The scene which earned the film its 18 certificate – two people in front of me in the cinema, both well over 18, walked out once it got going – is a sex scene between two men, one white and one black, punk and soul. The scene is fairly restrained and delicate – no shocking nudity, no buggery – but it is important that it should not seem evasive, that the camera should not go coy on us. Even so, what matters in the scene is not the photographed flesh but the flurry of signs. The punk’s music plays, a thumping X-Ray Spex number. Then he looks sheepish, realises the sound is not right. This is a romantic encounter after all, not a demo. He riffles through his discs, finds a lonely soul album, puts it on the record-player. The black man grins. The punk, too, realises how condescending and eager the gesture is. The black man says: ‘How about quiet?’ They turn the music off, and get down to what the script calls serious pleasure. The script says no more, and the implication is that we have arrived at cultural peace and harmony, the truce of silence. The film, though (I don’t know whether this is a subtle tilting of the argument or a ‘political’ slip), allows the soundtrack to invade the silence with quiet but unmistakable soul music. The truce was a secret victory; silence, too, is full of the sound of soul.

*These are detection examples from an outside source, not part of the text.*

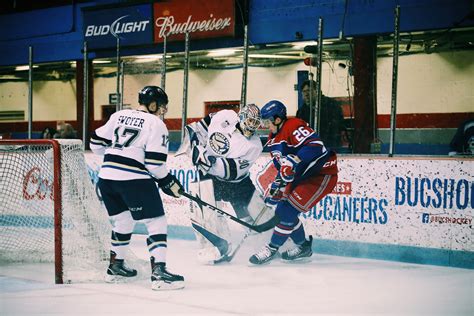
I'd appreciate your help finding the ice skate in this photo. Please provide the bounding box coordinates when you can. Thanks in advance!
[281,236,313,261]
[105,251,137,283]
[151,257,184,291]
[249,245,278,264]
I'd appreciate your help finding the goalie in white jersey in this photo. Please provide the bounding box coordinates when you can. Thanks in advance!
[177,104,264,263]
[90,86,184,290]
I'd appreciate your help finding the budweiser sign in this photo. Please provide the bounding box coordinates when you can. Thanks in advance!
[153,0,235,43]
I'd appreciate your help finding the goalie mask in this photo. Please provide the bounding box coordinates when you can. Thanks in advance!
[138,86,168,114]
[239,104,262,137]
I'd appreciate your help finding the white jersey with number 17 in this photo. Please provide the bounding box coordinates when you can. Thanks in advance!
[90,110,169,180]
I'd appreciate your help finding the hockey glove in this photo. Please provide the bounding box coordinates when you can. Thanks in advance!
[158,173,183,198]
[280,154,301,182]
[192,145,215,174]
[264,174,286,206]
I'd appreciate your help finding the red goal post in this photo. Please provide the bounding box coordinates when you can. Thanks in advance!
[0,139,111,284]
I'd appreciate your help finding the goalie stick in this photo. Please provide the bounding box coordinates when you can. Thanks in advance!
[214,205,270,264]
[179,190,280,233]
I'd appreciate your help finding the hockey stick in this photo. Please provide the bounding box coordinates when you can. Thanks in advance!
[179,190,280,233]
[214,205,270,264]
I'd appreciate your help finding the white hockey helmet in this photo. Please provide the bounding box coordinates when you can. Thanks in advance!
[239,103,262,137]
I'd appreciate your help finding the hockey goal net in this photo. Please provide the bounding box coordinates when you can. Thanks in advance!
[0,140,110,283]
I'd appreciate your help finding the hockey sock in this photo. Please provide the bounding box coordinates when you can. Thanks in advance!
[110,231,132,259]
[146,234,168,262]
[271,201,301,247]
[143,215,168,262]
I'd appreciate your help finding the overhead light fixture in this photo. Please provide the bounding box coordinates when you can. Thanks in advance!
[92,59,111,64]
[249,54,304,60]
[0,75,21,80]
[133,54,171,59]
[207,48,239,57]
[15,65,39,71]
[292,41,318,50]
[133,55,171,64]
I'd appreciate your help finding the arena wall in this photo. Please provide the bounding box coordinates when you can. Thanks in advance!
[86,153,474,269]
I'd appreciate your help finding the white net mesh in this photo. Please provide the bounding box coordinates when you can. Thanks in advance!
[0,140,111,283]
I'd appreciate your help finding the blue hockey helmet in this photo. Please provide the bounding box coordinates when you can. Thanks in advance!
[260,100,286,122]
[239,103,262,137]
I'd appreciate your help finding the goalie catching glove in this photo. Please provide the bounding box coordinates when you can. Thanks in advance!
[158,173,183,198]
[280,154,301,182]
[192,145,216,174]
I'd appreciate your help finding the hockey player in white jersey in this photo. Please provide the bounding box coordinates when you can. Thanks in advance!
[177,104,265,263]
[90,86,184,290]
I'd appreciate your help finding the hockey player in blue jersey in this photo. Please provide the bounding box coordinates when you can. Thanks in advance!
[90,86,184,290]
[249,100,338,265]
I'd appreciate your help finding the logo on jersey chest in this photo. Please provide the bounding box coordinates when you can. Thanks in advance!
[209,132,230,155]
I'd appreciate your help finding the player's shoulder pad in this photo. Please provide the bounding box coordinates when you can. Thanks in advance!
[284,117,310,131]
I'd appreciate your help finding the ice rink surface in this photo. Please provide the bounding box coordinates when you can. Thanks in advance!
[0,236,474,316]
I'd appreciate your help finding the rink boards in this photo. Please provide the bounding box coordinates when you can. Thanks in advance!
[86,153,474,268]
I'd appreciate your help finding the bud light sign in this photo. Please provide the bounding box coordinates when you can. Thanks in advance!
[84,5,153,49]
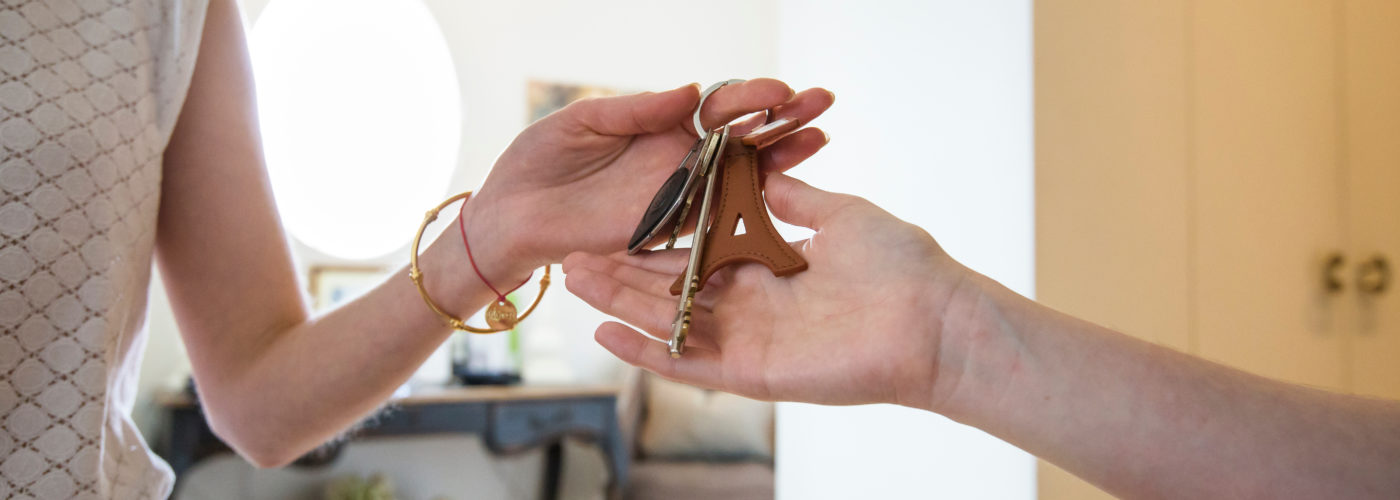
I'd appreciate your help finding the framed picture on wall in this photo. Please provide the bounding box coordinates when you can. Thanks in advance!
[308,266,389,311]
[525,80,622,123]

Diary of a Young Soul Rebel is a bit of a mixed bag – shooting script, interview with Isaac Julien, diaries of Julien and Colin MacCabe, executive producer of the film – but it’s not just advertising. It gives the film a context, tells us something about its BFI and European funding, allows us to see its place in a debate and Julien’s dedication to differences which do make a difference. MacCabe suggests that many film-makers have backgrounds in theatre and in criticism but that a background in theory is rare. Theory here is a codeword. It doesn’t mean system or conception: it means a particular politics of film and literary study, a familiarity with certain key terms like ‘desire’, ‘gare’, ‘construction’, otherness’, and the assumptions crowding into those terms. There are plenty of possibilities for cant and hocus-pocus here, and they flicker in the interview with Julien, not so much in Julien’s answers as in the questions put to him. The interviewer is genuinely shocked at the thought that someone could be shocked at the depiction of homosexual acts on the screen: a right-on form of parochialism. The only harm ‘theory’ seems to have done the film itself is to encourage the belief that mere mention of a target is enough – you don’t have to hit it. The Queen’s Jubilee, for instance, appears simply as cardboard cut-outs and ratty flags, offers no sense of anything you could support or oppose. For the rest, it is good that desire, however ill understood, should be allowed back into the dour zones of political argument; good to be reminded that a gaze is(gender-)specific, that films are full of spying, gloating visions of people who don’t know they are being watched; that (to an important degree) we construct other people through the way we look at them. When we have seen this, as Wittgenstein remarks on another occasion, there are many things we shan’t say.